Dr. Jan Láníček, PhD, Post-doc Candidate, History, University of New South Wales, Australia
Dr. Jan Láníček was born in Ostrava, the Czech Republic. He received his Ph.D. from the University of Southampton in Britain (supervised by Professor Tony Kushner) and, in 2011-2012, heldaPrins Foundation Post-Doctoral Fellowship at the Center for Jewish History in New York. Dr. Láníček currently lives in Sydney and works as a post-doctoral fellow in Jewish history at the School of Humanities and Languages at the University of New South Wales. He also serves as Vice-President (for New South Wales) of the Australian Association for Jewish Studies. He recently published a monograph entitled Czechs, Slovaks and the Jews, 1938-1948: Beyond Idealisation and Condemnation (Palgrave, 2013), and also co-edited a volume on Governments-in-Exile and the Jews during the Second World War (Vallentine Mitchell, 2013). Láníček’s post-doctoral project analyzes Jewish/non-Jewish relations in East-Central Europe from 1933 to 1939 through the prism of the international construction of the ‘Jewish minority question’. The project will add new dimensions of understanding to the topic by addressing the ways in which the international community treated the Jewish question in the framework of the Minorities Treaties signed in 1919. The project offers four perspectives on the main research question: a) the way in which East-Central European countries (Czechoslovakia, Hungary, Poland and Romania) in the 1930s attempted to transform their domestic Jewish question into an international issue; b) the perception of the Jewish minority in the countries in comparison with other ethnic minorities; c) the treatment of the Jewish minority question in the region by international actors; d) perspectives offered by various western Jewish activists. The lenses provide comprehensive insights into Jewish life in East-Central Europe in the 1930s shortly before the Holocaust.

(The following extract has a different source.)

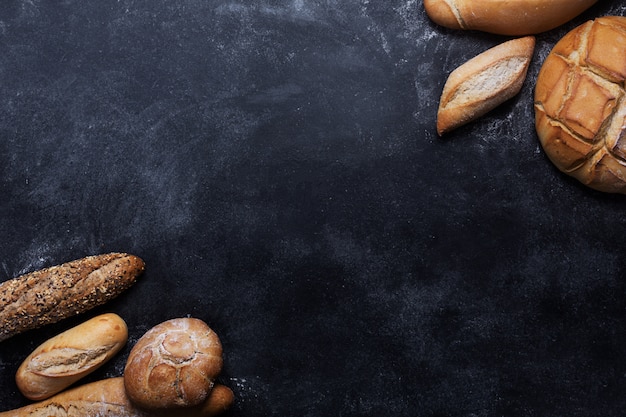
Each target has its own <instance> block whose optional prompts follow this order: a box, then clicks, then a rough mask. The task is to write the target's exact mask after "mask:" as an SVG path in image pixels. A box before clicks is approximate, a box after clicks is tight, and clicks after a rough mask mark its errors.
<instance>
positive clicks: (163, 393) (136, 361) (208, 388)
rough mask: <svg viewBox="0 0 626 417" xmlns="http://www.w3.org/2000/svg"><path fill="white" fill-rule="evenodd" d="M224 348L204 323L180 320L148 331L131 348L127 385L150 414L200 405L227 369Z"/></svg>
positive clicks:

Dr. Yaron Pasher, PhD, Post-doc Candidate, History, Tel Aviv University, Israel
Dr. Yaron Pasher wrote his PhD at Tel Aviv University under co-supervision from Prof. Gerhard L. Weinberg (University of North Carolina, Chapel Hill) and Prof Dina Porat (Chief Historian of Yad Vashem, Tel Aviv University). Yaron is a Postdoctoral Research Fellow at the International Institute for Holocaust Research at Yad Vashem working on the topic titled: ” Albert Ganzenmüller: The “Steam” Behind the German War Machine and the “Final Solution”. His upcoming book to published in early fall 2014 by ” University Press of Kansas ” – ( Modern War Studies) is titled: “HOLOCAUST VERSUS WEHRMACHT : How Hitler’s “Final Solution” undermined the German War Effort”. It deals with logistics and strategy of the German army between 1941-1944 in relation to the “Final Solution”.